As we have seen and experienced various APT attacks and modern-day cyber espionage, we should evolve and create an enhanced cyber security strategy.
This model provides insights into cyber-attacks, so we need expert teams with various skills.
The specific skill sets of threat hunting, open source threat intelligence and DarkNet intelligence, Proactive incident handlers and first responder, malware researchers, and who can understand the Windows architecture and the malware behaviors.
These skill sets are mostly needed to defend a network against modern-day cyber-attacks.
Cyber resilience is an evolving perspective that is rapidly gaining recognition. The concept essentially brings information security, business continuity, and (organizational) resilience together.
This model has a conceptual idea of bringing the Threat Intel, hunting, response, and SOC together to provide a complex array of security structures for an organization.
It will be more helpful to prioritize the activity and we can defend ourselves against modern-day attacks easily.

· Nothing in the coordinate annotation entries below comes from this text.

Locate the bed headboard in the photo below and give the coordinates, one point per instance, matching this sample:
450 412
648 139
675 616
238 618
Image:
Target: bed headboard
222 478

This model comprises key elements of “Adaptive response, Analytic monitoring, Deception, Intelligence, Diversity, Dynamic positioning, privilege restriction based on existing policies, realignment of mission-critical and noncritical services/servers, correlation of events and rapid responses”.

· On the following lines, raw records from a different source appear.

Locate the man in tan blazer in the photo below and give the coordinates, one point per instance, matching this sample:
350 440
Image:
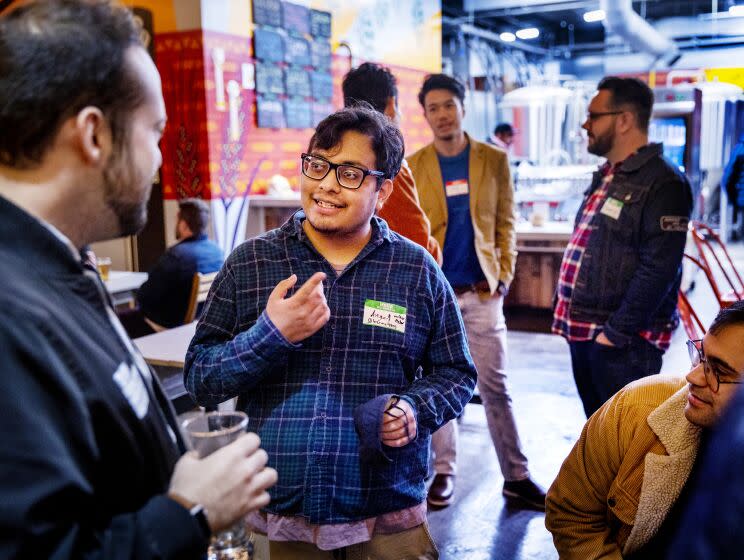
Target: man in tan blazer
621 491
466 191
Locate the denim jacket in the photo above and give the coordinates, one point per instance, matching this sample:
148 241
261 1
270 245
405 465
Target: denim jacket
631 268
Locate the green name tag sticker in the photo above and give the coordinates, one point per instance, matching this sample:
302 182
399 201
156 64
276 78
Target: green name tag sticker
385 315
612 208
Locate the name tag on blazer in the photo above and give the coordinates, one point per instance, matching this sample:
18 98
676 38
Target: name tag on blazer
456 188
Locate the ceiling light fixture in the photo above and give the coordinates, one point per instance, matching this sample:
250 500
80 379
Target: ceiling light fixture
594 15
528 33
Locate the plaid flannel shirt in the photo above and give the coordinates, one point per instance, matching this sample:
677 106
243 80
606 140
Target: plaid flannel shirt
576 331
301 398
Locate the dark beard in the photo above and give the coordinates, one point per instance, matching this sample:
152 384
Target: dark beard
601 146
132 216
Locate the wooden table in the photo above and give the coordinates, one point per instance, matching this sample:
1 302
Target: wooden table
166 352
123 285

It mainly addresses the APT threats and provides an in-depth insight into the attack and the possible vectors.
Remember,
Earlier: “Malware or Malicious”, was classified as scripts that intend to do something. But in the POV of an APT or adversaries, they know the current antivirus functionalities and their defensive mechanisms.
So they do not rely much on scripts or malware, instead, they abuse genuine programs and move laterally without being detected.
Cyber Threat Hunter POV – Whatever is not needed for an individual, in any endpoints, or in an organization, these vulnerable keys are the critical assets of an APT.
So these are considered malware in the perception of threat hunters.
Ex: “PowerShell is not used by everyone unless needed by admin in servers. So not disabling the execution of PowerShell in endpoints is a loophole and adversaries can exploit it.
This model has a five-point view of the deployment of each module, where “Threat Intelligence”, “Cyber hunting”, “SOC”, “Incident Response” and “kill chain models”.
These are the pillars of the CyberSOC and they can be separately maintained or used as per organizational policies. However, everything should be synchronized logically, and use each module effectively when a suspicious event occurs.